0
votes
  1. There is a hello world service run in Azure Container Service, its address is http://52.168.172.165, can access this address and get response successfully in browser.
  2. Create an Azure Application Gateway using default setting and public IP
HTTP Setting: HTTP 80 <appGatewayBackendHttpSettings>
Listeners: HTTP 80 <appGatewayHttpListener>
Rules: 
     rule1: < appGatewayHttpListener> - <appGatewayBackendHttpSettings> -<appGatewayBackendPool>
Backend pools: 
appGatewayBackendPool
    Associated Rule: <rule1>
    Targets: 52.168.172.165

The issue is in the backend health, the status is unhealthy of 52.168.172.165:80. Since no backend service works, when I access address of Application Gateway, it shows 502 error.

But actually I can access the service http:// 52.168.172.165:80 in browser, my question is why the status is unhealthy in Application Gateway and how to correct it?

BTW, I had done some research for the issue, like following article https://docs.microsoft.com/en-us/azure/application-gateway/application-gateway-troubleshooting-502

For my backend service:

  1. A browser request to the backend service is serviceable.
  2. No timeout.
  3. 30 seconds is enough for the probe interval.
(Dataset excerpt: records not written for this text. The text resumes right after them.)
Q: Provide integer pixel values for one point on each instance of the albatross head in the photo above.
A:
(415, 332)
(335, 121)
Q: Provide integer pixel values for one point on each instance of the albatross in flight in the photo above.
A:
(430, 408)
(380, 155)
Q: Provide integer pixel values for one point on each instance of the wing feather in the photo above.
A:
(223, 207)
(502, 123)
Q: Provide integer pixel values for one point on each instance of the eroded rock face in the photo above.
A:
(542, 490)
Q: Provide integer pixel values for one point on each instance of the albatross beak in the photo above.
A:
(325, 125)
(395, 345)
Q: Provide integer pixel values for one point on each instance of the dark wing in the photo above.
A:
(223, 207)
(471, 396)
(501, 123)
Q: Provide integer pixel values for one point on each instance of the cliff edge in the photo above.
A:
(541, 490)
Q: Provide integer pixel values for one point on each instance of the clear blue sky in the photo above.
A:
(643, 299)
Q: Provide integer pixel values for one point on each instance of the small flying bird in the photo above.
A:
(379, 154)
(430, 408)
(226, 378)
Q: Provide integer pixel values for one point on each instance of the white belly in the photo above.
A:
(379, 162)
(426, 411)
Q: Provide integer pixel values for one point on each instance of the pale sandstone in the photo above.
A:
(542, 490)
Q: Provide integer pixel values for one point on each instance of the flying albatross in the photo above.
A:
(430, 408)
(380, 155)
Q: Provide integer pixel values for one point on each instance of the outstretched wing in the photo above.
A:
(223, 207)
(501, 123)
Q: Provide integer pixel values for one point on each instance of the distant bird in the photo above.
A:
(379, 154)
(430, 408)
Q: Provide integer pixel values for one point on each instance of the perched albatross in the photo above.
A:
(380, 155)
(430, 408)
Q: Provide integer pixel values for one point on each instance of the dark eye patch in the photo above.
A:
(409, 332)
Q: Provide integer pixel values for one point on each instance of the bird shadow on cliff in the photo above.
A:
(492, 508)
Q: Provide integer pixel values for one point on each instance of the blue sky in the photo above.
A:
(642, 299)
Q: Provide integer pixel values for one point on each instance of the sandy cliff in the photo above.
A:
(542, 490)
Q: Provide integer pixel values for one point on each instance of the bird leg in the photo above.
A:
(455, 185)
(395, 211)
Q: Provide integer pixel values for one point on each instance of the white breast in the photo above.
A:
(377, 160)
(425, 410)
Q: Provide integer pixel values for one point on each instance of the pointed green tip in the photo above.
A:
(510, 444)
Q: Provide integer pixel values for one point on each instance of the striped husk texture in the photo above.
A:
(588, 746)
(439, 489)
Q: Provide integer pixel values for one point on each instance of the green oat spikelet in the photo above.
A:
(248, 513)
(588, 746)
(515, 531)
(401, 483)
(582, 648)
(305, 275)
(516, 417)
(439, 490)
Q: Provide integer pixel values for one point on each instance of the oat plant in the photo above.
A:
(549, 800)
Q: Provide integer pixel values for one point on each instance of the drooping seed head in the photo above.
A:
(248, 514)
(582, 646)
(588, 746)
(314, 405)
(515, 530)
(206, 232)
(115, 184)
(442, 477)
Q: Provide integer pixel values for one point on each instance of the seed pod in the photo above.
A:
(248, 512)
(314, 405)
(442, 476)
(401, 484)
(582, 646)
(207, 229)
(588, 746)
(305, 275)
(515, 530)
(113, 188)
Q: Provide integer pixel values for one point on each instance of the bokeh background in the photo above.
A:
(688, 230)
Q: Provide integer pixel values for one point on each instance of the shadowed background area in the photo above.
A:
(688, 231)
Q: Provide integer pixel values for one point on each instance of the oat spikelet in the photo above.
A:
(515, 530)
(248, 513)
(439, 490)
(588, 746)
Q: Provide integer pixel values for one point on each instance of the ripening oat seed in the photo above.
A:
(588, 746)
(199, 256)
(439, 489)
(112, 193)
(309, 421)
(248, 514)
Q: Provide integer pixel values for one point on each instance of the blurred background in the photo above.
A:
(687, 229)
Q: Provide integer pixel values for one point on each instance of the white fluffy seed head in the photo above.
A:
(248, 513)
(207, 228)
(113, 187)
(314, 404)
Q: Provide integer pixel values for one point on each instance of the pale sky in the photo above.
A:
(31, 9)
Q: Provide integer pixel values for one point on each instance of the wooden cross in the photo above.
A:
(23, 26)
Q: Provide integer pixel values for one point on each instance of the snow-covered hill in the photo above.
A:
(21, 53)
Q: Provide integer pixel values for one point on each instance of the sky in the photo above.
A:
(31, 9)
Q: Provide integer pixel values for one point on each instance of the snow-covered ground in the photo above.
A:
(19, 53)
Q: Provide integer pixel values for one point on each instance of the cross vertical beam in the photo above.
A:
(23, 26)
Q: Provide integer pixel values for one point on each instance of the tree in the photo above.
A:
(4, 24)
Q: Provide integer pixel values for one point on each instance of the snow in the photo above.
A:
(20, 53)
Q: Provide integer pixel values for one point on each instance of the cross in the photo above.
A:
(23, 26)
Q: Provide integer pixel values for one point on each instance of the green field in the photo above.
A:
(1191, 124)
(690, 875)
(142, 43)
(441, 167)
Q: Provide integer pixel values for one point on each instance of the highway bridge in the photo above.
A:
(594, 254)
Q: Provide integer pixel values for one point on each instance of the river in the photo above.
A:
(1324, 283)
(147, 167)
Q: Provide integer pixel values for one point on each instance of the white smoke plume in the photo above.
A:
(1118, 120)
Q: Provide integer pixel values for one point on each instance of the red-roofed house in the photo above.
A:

So what the issue is that show unhealthy?

1
If I take a look at the (IP) address you posted, I only get Welcome Your ASP.NET Core application has been successfully started. But there doesn't seem to be an actual application - rickvdbosch
it is just hello world test application. the welcome page is what we want. The expected result is, when I access to the application gateway, should return the welcome page - Lakin Lu
I expect Azure to be smart enough to see there is no application running, that's the reason you're getting the error. Try deploying a real application. - rickvdbosch
I have API Management instances as backends in Application Gateway and I had to use IP address for the backend pool but FQDN for the health checks. Health check with IP address did not work - same problem as you stated. - Kai Walter

1 Answers

0
votes

Configuring the backend pool to use the IP address and FQDN for health check worked great for me. Not sure why it wasn't entered as an answer.